Phil Mickelson can't get a Pinehurst tee time to prep for the 2014 U.S. Open

Andrew Redington

The five-time major winner and six-time runner-up at the U.S. Open admits this season is all about the season's second major at Pinehurst, but he's been unable to prep there recently despite repeated attempts get on the public course.

Phil Mickelson has made no secret that there's one main target on his 2014 schedule, and that's the U.S. Open at Pinehurst in six weeks. He stated at the start of the season that he would re-work his typical schedule just to set up optimal prep and build toward a crescendo for his national championship. It's the white whale of his career, where he's an amazing six-time runner-up at the one event he now needs to complete a rare career grand slam. In Novemeber, Mickelson said he had "a bit of a concern about Pinehurst [No. 2] because I'm almost looking forward to it too much."

So with all that self-admitted hype and anticipation, Mickelson must be going through his paces at the North Carolina course as often as possible with the season's second major rapidly approaching. Well, not exactly, as the No. 9 player in the world can't get a tee time on the public No. 2 course (via AP's Doug Ferguson):

"I've tried to get down there three times now, and the course has been booked all three times," Mickelson said Wednesday. "So I don't know when I'll get down there."

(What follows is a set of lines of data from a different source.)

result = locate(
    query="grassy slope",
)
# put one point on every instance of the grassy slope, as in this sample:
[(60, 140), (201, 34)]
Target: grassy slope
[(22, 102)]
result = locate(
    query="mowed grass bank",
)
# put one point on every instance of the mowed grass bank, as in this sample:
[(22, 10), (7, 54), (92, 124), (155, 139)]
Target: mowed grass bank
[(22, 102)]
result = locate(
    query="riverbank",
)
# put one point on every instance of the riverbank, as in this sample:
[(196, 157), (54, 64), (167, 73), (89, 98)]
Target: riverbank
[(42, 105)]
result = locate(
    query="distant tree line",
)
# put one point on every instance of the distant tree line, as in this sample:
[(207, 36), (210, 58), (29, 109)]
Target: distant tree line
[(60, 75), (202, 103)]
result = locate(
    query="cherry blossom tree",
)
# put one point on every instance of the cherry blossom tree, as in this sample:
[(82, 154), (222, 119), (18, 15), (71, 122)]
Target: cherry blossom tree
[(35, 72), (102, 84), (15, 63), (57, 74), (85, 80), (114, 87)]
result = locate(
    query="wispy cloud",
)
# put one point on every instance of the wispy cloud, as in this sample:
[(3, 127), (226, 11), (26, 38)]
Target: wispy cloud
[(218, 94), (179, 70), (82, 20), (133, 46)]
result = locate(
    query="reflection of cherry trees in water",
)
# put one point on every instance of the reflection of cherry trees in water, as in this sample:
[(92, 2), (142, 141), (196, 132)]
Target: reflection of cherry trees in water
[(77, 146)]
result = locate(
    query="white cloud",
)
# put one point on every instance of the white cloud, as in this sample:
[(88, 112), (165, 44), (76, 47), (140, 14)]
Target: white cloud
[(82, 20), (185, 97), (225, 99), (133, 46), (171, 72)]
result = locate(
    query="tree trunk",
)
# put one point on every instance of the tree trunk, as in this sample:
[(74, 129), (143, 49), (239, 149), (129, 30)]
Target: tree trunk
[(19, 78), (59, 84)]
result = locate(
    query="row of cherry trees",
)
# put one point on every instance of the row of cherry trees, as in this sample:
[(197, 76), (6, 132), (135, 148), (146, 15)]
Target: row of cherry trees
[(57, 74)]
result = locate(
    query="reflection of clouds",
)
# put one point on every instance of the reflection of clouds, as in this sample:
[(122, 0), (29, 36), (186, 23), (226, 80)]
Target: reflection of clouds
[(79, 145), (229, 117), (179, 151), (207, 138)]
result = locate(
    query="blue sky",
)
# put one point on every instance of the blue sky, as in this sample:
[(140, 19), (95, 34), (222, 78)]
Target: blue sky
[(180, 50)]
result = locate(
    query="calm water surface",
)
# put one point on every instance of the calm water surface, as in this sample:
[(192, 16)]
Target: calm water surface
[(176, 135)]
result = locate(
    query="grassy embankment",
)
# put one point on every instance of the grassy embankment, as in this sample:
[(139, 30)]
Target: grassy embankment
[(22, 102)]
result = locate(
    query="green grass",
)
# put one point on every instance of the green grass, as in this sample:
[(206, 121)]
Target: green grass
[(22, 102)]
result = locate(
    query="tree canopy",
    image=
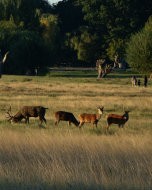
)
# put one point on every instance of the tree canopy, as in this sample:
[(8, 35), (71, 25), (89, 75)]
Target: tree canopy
[(76, 32), (139, 51)]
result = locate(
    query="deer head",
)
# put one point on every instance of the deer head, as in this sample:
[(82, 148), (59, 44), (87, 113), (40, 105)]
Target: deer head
[(9, 115)]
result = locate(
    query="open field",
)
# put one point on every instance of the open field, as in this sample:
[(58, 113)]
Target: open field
[(65, 157)]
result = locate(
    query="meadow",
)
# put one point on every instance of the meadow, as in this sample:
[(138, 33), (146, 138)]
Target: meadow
[(65, 157)]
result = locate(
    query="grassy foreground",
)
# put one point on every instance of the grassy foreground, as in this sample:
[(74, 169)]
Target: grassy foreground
[(65, 157)]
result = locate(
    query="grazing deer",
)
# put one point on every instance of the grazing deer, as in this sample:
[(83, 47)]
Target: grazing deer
[(120, 120), (134, 81), (90, 118), (25, 112), (65, 116)]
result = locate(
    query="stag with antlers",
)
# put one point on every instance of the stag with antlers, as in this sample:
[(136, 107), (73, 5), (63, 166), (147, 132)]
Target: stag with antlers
[(26, 112)]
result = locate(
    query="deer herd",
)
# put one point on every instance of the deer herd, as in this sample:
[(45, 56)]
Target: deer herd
[(38, 111)]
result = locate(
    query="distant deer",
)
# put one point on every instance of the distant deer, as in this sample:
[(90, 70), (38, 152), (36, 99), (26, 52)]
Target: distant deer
[(25, 112), (134, 81), (91, 118), (120, 120), (65, 116)]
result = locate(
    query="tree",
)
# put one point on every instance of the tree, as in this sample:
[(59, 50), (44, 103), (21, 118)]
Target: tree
[(27, 52), (139, 50), (115, 20), (51, 35)]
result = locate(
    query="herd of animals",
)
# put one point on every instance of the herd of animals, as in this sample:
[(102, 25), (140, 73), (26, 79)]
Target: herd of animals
[(38, 111)]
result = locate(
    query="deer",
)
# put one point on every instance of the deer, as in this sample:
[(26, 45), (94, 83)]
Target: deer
[(65, 116), (90, 118), (120, 120), (26, 112)]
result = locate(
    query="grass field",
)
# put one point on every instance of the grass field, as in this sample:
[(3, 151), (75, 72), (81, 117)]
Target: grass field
[(64, 157)]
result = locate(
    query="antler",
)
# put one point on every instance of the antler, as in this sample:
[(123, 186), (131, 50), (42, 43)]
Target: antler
[(8, 114), (5, 57)]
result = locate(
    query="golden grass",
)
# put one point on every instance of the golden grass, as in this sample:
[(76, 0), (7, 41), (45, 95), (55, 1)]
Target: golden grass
[(68, 158)]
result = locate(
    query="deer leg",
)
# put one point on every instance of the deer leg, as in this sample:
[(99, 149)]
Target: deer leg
[(80, 125), (44, 120), (27, 119), (57, 122)]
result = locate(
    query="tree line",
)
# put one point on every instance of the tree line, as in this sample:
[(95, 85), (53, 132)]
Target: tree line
[(74, 33)]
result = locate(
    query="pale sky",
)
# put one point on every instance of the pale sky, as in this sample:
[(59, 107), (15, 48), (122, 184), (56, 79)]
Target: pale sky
[(53, 1)]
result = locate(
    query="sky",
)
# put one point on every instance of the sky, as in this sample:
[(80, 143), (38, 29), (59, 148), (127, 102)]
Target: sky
[(53, 1)]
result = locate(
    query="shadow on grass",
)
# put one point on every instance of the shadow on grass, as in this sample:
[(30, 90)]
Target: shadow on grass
[(5, 185), (102, 131)]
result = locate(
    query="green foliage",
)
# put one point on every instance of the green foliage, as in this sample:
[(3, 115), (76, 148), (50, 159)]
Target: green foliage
[(139, 50), (116, 47), (26, 52)]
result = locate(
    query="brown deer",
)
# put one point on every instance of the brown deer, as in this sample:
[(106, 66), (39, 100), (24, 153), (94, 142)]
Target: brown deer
[(91, 118), (120, 120), (65, 116), (26, 112)]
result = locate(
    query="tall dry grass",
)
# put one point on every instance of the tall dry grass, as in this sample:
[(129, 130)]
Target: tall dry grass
[(42, 160), (68, 158)]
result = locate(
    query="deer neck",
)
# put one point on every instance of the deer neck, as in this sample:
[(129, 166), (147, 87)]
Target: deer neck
[(99, 115), (126, 116)]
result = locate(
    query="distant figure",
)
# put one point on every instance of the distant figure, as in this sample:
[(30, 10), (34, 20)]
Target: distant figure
[(2, 60), (139, 82), (134, 80), (100, 65), (116, 61), (36, 71), (145, 81)]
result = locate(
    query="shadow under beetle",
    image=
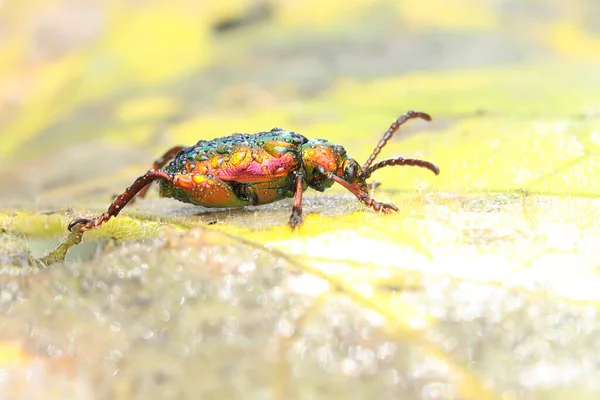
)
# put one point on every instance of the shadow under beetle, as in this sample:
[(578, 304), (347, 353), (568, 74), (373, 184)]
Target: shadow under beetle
[(253, 169)]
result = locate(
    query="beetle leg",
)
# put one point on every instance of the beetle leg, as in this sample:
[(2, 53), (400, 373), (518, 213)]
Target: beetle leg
[(296, 217), (158, 164), (363, 196), (121, 201)]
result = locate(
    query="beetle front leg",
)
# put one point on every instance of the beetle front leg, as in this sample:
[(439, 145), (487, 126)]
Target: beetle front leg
[(296, 217), (386, 208), (121, 201)]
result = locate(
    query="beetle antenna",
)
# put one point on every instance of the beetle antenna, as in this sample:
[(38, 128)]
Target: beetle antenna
[(402, 161), (390, 132)]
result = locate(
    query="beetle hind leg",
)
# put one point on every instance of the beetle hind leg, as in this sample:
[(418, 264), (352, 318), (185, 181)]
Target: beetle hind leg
[(158, 164), (121, 201), (296, 217)]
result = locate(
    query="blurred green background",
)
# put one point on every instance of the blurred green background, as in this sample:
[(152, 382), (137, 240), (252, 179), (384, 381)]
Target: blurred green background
[(483, 286)]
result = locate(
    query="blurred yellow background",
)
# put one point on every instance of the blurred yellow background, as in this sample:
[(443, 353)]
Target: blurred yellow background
[(484, 285)]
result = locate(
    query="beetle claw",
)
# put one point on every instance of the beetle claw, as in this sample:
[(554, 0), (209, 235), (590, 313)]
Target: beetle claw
[(295, 221), (82, 222)]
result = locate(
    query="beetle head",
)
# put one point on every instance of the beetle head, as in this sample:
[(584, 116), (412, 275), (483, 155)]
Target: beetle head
[(321, 157)]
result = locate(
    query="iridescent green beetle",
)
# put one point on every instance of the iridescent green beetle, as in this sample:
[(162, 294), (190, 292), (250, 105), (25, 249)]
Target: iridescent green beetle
[(261, 168)]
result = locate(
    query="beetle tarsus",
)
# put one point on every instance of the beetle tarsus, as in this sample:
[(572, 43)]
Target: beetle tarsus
[(296, 217), (121, 201)]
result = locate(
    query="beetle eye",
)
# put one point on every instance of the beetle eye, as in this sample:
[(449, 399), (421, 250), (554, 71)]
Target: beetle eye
[(350, 172)]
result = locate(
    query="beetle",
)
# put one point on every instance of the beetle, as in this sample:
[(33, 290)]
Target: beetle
[(261, 168)]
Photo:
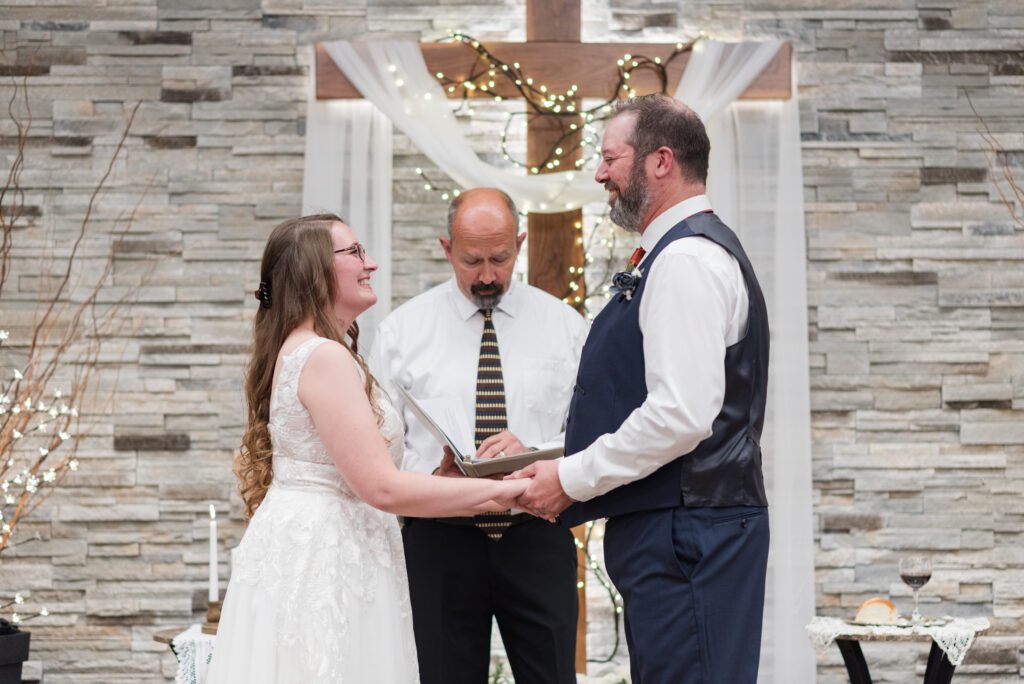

It's hard to believe he's been unable to wedge his way onto the tee sheet, so there may be a little embellishment there. Pinehurst is always packed, and the upcoming major championship, with the USGA conditions already rounding into place, will only attract more of the weekend hacking public (even if the cost can push four figures).

Mickelson is just a couple hours down the road from Pinehurst, playing at Quail Hollow, a redesigned course that he called "perfect" earlier this week. It's unclear if he'll be able to get a practice round in before he makes the trip south to TPC Sawgrass for the season's "fifth major" next week.

Pinehurst was the site of the first of Phil's six second-place finishes, that memorable loss to Payne Stewart occurring in 1999. That specific result and his overall history at the event have crafted a nice narrative that will overwhelm the pre-tournament coverage this year, especially with Tiger likely on the shelf again.